Brian kontan curiga apakah kue ini benar dari pasien. Kata-kata itu seperti seseorang yang telah mengenal Vivi lama. Orang itu bahkan tahu mille feuille adalah kue favorit Vivi. Brian membaca nama pengirimnya.
Dani?
Brian memutar otak, berusaha menemukan memori tentang Dani. Namun, ia tidak mendapat petunjuk apa pun. Ia juga tidak yakin nama itu milik lelaki atau perempuan. Mungkinkah itu mantan Vivi? Tapi menurut Vivi mantannya sudah meninggal. Atau masih ada lagi mantan yang belum diceritakan?
Belum sempat Brian berpikir lebih lanjut, terdengar suara-suara dari kamar Vivi. Cepat-cepat ia membuang kartu itu ke tempat sampah dan kembali duduk di sofa.
Vivi keluar dari kamar mandi sambil mengeringkan rambut dengan handuk. Melihat Brian mengunyah kue, ia tak tega juga. "Kayaknya aku nggak punya apa-apa di kulkas. Mau aku pesenin makanan online?"
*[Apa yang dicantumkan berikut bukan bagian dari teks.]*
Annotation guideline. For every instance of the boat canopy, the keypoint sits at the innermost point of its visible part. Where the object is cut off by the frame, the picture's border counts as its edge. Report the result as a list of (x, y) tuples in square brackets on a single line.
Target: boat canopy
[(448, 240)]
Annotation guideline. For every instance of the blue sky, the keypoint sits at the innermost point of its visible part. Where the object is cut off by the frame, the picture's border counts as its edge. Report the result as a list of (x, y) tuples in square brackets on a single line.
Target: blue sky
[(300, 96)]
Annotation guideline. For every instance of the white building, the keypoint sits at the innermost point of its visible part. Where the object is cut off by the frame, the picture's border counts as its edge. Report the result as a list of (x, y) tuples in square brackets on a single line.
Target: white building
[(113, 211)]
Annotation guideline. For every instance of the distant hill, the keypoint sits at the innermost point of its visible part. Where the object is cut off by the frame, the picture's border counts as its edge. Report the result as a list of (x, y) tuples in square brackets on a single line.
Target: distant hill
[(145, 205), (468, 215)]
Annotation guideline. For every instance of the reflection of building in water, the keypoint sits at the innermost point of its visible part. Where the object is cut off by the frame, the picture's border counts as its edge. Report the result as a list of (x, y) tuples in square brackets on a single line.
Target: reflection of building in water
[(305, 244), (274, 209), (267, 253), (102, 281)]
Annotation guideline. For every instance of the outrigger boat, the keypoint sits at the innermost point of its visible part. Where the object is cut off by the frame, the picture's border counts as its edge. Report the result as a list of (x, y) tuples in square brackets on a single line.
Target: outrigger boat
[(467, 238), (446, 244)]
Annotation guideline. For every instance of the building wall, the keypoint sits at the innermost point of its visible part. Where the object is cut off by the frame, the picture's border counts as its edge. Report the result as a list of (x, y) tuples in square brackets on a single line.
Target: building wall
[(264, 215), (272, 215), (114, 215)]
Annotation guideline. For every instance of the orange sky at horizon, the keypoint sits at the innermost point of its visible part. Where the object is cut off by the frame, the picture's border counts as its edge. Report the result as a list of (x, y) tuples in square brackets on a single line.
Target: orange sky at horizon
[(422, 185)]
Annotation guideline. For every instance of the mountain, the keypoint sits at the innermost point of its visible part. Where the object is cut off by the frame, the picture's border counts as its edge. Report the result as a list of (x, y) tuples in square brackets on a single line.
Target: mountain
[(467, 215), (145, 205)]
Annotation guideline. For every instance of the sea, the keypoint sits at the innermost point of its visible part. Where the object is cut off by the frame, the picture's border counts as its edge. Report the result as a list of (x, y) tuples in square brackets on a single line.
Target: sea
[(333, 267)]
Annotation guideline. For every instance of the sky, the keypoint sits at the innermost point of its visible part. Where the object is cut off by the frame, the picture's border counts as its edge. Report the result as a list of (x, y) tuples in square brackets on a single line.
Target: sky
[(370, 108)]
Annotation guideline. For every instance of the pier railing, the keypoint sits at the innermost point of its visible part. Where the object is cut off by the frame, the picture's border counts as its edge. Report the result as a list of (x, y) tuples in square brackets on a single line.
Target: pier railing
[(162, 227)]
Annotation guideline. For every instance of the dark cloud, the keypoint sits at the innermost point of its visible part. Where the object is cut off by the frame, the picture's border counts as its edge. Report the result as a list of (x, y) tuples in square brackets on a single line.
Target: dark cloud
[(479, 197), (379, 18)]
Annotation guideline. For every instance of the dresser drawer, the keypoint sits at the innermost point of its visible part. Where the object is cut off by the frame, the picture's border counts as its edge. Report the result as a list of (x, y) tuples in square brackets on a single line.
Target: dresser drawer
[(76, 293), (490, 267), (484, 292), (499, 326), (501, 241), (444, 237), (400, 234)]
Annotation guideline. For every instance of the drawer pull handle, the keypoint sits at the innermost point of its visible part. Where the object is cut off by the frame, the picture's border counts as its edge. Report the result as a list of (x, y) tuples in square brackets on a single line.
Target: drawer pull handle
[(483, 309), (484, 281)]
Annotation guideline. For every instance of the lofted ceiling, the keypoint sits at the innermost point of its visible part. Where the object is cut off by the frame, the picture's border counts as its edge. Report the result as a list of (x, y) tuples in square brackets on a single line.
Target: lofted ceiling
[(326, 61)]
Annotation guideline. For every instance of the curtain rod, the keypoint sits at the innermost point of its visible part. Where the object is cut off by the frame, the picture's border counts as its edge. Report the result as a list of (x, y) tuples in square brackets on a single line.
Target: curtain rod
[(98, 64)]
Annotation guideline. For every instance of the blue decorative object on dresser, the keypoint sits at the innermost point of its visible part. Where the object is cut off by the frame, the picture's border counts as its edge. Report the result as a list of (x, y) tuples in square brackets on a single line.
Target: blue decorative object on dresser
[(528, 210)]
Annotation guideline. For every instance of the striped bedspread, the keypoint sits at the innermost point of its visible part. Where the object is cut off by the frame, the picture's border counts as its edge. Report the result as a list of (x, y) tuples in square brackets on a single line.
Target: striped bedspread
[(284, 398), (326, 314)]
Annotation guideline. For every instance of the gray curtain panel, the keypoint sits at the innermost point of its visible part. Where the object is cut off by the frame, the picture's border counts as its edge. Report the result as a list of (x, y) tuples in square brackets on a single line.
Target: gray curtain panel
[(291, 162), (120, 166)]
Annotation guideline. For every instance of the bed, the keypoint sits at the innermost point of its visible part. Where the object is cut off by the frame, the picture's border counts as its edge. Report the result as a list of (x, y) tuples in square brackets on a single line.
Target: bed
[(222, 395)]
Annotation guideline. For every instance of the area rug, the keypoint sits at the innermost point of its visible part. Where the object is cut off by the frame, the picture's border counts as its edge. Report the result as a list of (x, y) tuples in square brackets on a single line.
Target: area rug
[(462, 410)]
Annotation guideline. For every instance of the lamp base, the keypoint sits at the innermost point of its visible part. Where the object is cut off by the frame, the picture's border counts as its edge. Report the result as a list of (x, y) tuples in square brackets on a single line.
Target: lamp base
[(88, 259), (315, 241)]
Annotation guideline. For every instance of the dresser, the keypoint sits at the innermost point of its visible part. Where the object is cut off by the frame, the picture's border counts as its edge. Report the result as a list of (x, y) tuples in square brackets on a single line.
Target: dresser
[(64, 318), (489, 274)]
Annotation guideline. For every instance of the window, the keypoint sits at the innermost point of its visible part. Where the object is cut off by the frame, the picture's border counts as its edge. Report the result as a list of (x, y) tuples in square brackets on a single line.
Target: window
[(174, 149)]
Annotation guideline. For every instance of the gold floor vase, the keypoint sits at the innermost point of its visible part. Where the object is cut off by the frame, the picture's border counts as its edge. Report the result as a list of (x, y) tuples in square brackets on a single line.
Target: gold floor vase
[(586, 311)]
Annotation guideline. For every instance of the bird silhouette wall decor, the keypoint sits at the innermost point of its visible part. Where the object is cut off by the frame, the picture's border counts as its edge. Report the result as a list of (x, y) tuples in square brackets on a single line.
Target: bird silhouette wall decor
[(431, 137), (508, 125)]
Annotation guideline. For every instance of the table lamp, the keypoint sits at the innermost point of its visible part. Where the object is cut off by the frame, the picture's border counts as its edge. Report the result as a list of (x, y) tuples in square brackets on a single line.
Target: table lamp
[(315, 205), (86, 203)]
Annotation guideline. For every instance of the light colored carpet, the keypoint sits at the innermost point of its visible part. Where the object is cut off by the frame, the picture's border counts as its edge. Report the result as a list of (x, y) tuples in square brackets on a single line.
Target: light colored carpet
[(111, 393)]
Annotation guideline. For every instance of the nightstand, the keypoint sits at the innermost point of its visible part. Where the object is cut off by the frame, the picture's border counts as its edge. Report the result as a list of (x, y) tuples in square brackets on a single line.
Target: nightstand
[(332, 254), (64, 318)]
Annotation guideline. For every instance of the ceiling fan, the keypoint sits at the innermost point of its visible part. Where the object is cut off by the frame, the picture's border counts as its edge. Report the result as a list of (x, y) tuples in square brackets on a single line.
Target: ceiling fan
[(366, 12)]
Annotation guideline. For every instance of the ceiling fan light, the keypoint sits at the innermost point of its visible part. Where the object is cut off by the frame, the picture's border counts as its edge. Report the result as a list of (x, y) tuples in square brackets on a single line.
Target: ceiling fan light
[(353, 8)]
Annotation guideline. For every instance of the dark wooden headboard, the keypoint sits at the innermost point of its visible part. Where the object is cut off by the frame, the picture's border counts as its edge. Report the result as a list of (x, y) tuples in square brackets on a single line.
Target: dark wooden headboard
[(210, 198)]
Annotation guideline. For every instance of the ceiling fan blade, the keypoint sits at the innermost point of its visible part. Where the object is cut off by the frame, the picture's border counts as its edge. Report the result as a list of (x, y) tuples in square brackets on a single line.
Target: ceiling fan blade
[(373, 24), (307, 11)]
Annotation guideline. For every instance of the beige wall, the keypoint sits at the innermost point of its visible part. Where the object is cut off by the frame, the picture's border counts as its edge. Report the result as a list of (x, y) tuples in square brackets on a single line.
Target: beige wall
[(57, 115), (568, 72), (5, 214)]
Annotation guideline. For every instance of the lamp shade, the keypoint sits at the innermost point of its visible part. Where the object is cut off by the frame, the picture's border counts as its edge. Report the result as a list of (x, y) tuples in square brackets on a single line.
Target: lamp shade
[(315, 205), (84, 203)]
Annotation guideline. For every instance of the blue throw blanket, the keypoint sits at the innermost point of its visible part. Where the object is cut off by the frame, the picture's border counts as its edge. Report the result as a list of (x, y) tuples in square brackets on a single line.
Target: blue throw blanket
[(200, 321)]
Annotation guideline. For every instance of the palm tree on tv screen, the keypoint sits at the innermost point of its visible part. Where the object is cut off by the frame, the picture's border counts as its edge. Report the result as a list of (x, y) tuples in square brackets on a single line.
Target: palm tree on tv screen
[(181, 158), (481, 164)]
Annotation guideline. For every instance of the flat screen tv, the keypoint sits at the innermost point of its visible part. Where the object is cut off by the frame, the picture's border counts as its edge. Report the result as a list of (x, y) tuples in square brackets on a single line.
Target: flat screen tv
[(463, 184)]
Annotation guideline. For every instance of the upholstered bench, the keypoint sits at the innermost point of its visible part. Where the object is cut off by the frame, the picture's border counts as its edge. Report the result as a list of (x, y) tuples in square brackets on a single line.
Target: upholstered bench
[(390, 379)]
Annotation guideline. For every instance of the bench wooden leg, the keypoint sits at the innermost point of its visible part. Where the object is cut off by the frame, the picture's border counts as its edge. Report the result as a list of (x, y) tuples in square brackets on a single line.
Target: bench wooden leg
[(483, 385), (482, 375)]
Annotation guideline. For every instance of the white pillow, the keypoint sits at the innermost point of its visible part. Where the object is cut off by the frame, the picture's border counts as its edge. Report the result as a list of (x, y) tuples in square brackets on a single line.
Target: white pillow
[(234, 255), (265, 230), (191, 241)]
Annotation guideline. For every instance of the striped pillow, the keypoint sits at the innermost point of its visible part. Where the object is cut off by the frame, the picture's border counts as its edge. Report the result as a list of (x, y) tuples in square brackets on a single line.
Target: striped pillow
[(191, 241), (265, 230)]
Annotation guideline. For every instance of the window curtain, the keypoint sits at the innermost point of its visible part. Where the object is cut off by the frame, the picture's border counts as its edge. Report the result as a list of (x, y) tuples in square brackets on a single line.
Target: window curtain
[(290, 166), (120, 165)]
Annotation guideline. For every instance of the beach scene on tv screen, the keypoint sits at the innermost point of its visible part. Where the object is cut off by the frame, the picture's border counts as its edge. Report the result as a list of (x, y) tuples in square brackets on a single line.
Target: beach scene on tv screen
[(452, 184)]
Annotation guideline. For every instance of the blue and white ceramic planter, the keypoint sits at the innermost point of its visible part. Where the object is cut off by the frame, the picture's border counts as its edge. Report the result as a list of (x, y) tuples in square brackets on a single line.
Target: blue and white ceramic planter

Brian langsung setuju. "Kalau bisa yang nggak pakai dimasak dulu, biar cepet."
Sedih juga hati Vivi mendengarnya. "Kamu udah makan siang?"
Brian menggeleng, malas berbohong. "Nggak sempat. Takut nggak keburu jemput kamu."
Vivi kontan merasa bersalah. "Iya, aku pesenin yang cepet. Kamu mandi dulu aja."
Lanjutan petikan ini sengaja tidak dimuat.